Medical editor wary of cons

Medical editor wary of cons

Thursday, April 17th 2008

5:00AM Thursday April 17, 2008

Misleading research is often published in major medical journals and doctors are lending their names to it, according to the editor of the Journal of the American Medical Association.

Doctors, regulators, publishers and others are all taking money, information and small presents from pharmaceutical companies and being influenced in the process, said Catherine DeAngelis.

"It goes for all of us," said Dr DeAngelis, whose journal is influential nationally and globally.

Her journal, commonly known as JAMA, published a paper accusing Merck and Co of suppressing data that showed its now-withdrawn pain drug Vioxx was harming patients, and saying that academic researchers had lent credibility to the company's allegedly manipulated research by putting their names on the work. Merck and the independent researchers have denied this and say the journal is mistaken in this case.

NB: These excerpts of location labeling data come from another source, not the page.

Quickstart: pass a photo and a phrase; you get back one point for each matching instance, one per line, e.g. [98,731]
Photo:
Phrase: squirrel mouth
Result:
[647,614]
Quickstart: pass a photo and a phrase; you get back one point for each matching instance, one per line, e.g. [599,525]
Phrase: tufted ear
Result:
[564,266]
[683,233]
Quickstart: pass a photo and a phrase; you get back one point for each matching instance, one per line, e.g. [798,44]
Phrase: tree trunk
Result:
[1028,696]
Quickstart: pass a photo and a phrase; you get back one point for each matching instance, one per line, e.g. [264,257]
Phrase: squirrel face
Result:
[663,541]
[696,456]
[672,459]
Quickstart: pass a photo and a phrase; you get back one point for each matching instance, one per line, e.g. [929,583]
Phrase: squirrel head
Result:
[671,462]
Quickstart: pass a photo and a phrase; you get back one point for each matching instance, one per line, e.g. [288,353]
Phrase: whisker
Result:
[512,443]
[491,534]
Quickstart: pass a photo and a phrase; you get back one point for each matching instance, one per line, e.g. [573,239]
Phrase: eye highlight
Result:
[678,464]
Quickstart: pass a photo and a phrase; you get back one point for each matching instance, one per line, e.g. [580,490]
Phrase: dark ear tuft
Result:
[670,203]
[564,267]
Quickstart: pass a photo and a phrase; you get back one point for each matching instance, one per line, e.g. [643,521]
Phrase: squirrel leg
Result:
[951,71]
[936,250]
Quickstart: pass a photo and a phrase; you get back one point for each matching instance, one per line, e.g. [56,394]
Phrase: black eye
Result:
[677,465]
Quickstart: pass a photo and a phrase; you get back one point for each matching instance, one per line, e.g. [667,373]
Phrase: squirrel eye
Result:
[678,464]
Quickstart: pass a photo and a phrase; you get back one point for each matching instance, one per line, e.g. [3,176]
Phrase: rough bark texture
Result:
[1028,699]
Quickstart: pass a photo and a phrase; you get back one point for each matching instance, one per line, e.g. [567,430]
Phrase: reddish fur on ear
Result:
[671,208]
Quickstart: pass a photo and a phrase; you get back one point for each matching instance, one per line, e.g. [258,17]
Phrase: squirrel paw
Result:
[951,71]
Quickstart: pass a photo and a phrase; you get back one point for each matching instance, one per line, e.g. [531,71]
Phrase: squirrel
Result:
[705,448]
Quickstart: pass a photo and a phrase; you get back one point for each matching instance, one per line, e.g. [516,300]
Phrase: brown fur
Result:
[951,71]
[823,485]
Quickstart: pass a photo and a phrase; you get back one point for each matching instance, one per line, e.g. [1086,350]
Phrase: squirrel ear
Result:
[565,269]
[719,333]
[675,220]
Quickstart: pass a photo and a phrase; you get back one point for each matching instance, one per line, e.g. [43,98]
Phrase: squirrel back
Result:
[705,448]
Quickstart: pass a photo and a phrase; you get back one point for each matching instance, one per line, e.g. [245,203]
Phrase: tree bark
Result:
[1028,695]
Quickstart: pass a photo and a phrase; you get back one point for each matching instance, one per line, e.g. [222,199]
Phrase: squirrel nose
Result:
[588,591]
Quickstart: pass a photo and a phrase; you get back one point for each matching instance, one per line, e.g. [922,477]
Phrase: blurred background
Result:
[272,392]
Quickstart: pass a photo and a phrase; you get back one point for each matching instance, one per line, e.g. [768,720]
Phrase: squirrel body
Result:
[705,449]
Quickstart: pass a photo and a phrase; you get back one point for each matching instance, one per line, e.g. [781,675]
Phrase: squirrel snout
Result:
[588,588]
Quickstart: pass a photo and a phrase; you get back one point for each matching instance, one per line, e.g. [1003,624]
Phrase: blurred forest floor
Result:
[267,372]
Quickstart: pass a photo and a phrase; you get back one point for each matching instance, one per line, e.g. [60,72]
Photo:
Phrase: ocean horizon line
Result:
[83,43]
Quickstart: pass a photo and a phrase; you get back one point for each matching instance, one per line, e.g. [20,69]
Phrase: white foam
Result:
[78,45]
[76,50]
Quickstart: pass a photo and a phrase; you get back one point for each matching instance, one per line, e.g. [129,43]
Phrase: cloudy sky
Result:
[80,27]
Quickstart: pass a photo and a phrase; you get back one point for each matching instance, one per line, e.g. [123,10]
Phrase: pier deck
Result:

But Dr DeAngelis said there was a "gigantic" problem of drug companies influencing doctors and patients. Her journal presents the Merck case as a specific example of one facet of the problem.

"We have given away our profession and we have got to take it back," she said.

Government funds are usually only used for the first stages of research - the rest is left to companies who conduct studies to seek licensing for various drugs. Dr DeAngelis said there is no way around this.

But, she added: "The editors [of medical journals] have to be [careful] watchdogs over what we publish."